111
Searching - Code Monk
Search Algorithms
CodeMonk

A. Introduction

Searching is one of the most fundamental problems in Computer Science. It is the process of finding a particular item in a collection of items. Typically, a search answers whether the item is present in the collection or not. For simplification for all our examples, we will be taking an array as the collection.

B. Linear Search (Sequential Search)

Linear Search is the simplest method to solve the searching problem. It finds an item in a collection by looking for it from the beginning and looks for it till the end. Basically, it checks each item in the sequence until the desired element is found before all the elements of the collection are exhausted.

Code for the linear search is:

bool linearSearch (int A[], int length, int item) {
for (int i = 0 ; i < length ; ++i)
if (item == A[i])
return true;                // Item is found in array A
}


Consider an example. A = {1, 9, 2, 4, 6, 3, 7, 5, 8, 0} and suppose we need to find 3 in the given array. Linear search starts from the beginning and checks if it matches with the item we are searching.

In the example the item = 3 and length = 10. For i = 0, A[i] = 1 and item is not equal to A[i]. For i = 1, A[i] = 9 and item is not equal to A[i]. For i = 2, A[i] = 2 and item is not equal to A[i]. For i = 3, A[i] = 4 and item is not equal to A[i]. For i = 4, A[i] = 6 and item is not equal to A[i]. For i = 5, A[i] = 3 and item is equal to A[i]. So the linearSearch() function will return true showing that the item is found.

If the item = 10, linearSearch() function will iterate over all the elements in the array A and return false (showing that the item is not found), because the ‘if’ condition will never be true.

Now, let us consider the modified search where we need to return the position, where the item is found. To solve this modified search problem, we just need to change 2 lines in the linearSearch() function.

int linearSearch ( int A[ ], int length, int item) {
for (int i = 0; i < length ; ++i)
if (item == A[i])
return i;            //Returning the index of the element found.
}


In the above codes -1 denotes that the item is not found.

Note: If there are duplicate elements, the above code will return the first occurrence of the item.

Exercise: Modify linearSearch() function such that it will return the last occurrence of the item, if the item is in the array A, otherwise return -1. (Hint: Store the position of the last found occurrence of the item and update it as soon as the item occurs again)

The time complexity of linear search is O(size of the array).

C. Binary Search

Binary Search is a Divide and Conquer algorithm. In Divide and Conquer, we reduce a larger problem into smaller subproblems recursively until the problem is small enough that the solution is trivial.

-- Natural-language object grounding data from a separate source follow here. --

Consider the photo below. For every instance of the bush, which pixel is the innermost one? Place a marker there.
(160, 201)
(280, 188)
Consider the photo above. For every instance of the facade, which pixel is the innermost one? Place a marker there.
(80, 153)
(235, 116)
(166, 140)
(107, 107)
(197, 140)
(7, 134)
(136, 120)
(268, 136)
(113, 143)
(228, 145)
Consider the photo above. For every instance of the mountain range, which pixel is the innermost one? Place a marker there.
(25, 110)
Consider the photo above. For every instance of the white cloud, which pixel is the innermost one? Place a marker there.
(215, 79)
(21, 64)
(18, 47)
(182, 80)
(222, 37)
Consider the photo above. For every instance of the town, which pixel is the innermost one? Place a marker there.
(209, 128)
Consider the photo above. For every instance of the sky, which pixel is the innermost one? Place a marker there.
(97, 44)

A condition for Binary Search is that the array should be a sorted array. If the array is sorted in ascending order, Binary Search compares the item with the middle element of the array. If the item matches, then it returns true. Otherwise, if the item is less than the middle element then it will recurse on the sub-array to the left of the middle element or if the item is greater then it will recurse on the sub-array to the right of the middle element. So, at each step the size of array will be reduced to half. After repeating this recursion, it will eventually be left with a single element.

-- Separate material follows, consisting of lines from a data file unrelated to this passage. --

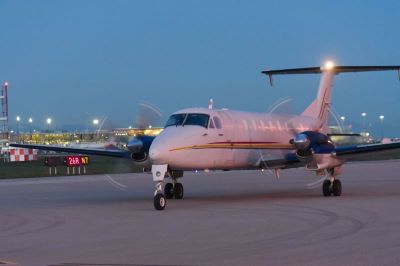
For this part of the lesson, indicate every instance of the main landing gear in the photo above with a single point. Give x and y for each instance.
(171, 190)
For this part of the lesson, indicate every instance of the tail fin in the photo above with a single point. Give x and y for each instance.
(319, 108)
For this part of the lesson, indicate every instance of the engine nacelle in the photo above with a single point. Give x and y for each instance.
(308, 143)
(139, 147)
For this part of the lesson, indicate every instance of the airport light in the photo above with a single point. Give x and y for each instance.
(48, 122)
(30, 120)
(329, 65)
(18, 120)
(364, 115)
(381, 117)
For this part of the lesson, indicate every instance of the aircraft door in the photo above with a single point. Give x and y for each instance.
(225, 131)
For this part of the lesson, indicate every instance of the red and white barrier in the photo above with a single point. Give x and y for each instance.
(22, 155)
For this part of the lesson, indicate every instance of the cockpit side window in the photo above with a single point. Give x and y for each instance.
(197, 120)
(175, 120)
(217, 122)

Pseudocode for Binary Search is

Algorithm binarySearch(A, left, right, item) {
if left is less than or equal to right then :
mid = (left + right) / 2
if A[mid] is equal to item then return true
else if item is less than A[mid] then recurse on the left subarray
else if item is greater than A[mid] recurse on the right subarray
else
return false
}


Note: Array has to be sorted for Binary Search to work.

Implementation of Binary search is

1. Recursive Binary Search

bool binarySearchRecur(int A[], int left, int right, int item)
{
if (left <= right)
{
int mid = left + (right - left) / 2;            // finding middle index
if (A[mid] == item)
return true;                    // item found
else if (item < A[mid])
{
// recurse on the left sub-array
return binarySearchRecur(A, left, mid-1, item);
}
else
{
// recurse on the right sub-array
return binarySearchRecur(A, mid+1, right, item);
}
}
else
}


2. Iterative Binary Search

bool binarySearchIter(int A[], int length, int item)
{
int left = 0, right = length - 1, mid;
while (left <= right)
{
mid = left + (right - left) / 2;        // finding middle index
if (A[mid] == item)
return true;                // item found
else if (item < A[mid])
right = mid - 1;            // recurse on left sub-array
else
left = mid + 1;             // recurse on right sub-array
}
}


Consider an example. Let array A = {0, 1, 2, 3, 4, 5, 6, 7, 8, 9} and we need to find 3 in array A. So item = 3 and length = 10. Let us consider the Iterative Binary Search. Initially,
left = 0
right = length – 1 = 10 – 1 = 9
In 1st iteration,
mid = left + (right – left) / 2 = 0 + (9 – 0) / 2 = 4
A[mid] ( = 4) is greater than item. Since the array A is sorted we can say that the item must be in the left sub-array. So,
left = 0
right = mid – 1 = 4 – 1 = 3
In 2nd iteration,
mid = left + (right – left) / 2 = 0 + (3 – 0) / 2 = 1
A[mid] ( = 1) is smaller than item. Since the array A is sorted we can say that the item must be in the right sub-array. So,
left = mid + 1 = 1 + 1 = 2
right = 3
In 3rd iteration,
mid = left + (right – left) / 2 = 2 + (3 – 2) / 2 = 2
A[mid] ( = 2) is smaller than item. Since the array A is sorted we can say that the item must be in the right sub-array. So,
left = mid + 1 = 2 + 1 = 3
right = 3
In 4th iteration,
mid = left + (right – left) / 2 = 3 + (3 – 3) / 2 = 3
A[mid] ( = 3) is equal to the item, so the binarySearchIter() function will return true and the item is found.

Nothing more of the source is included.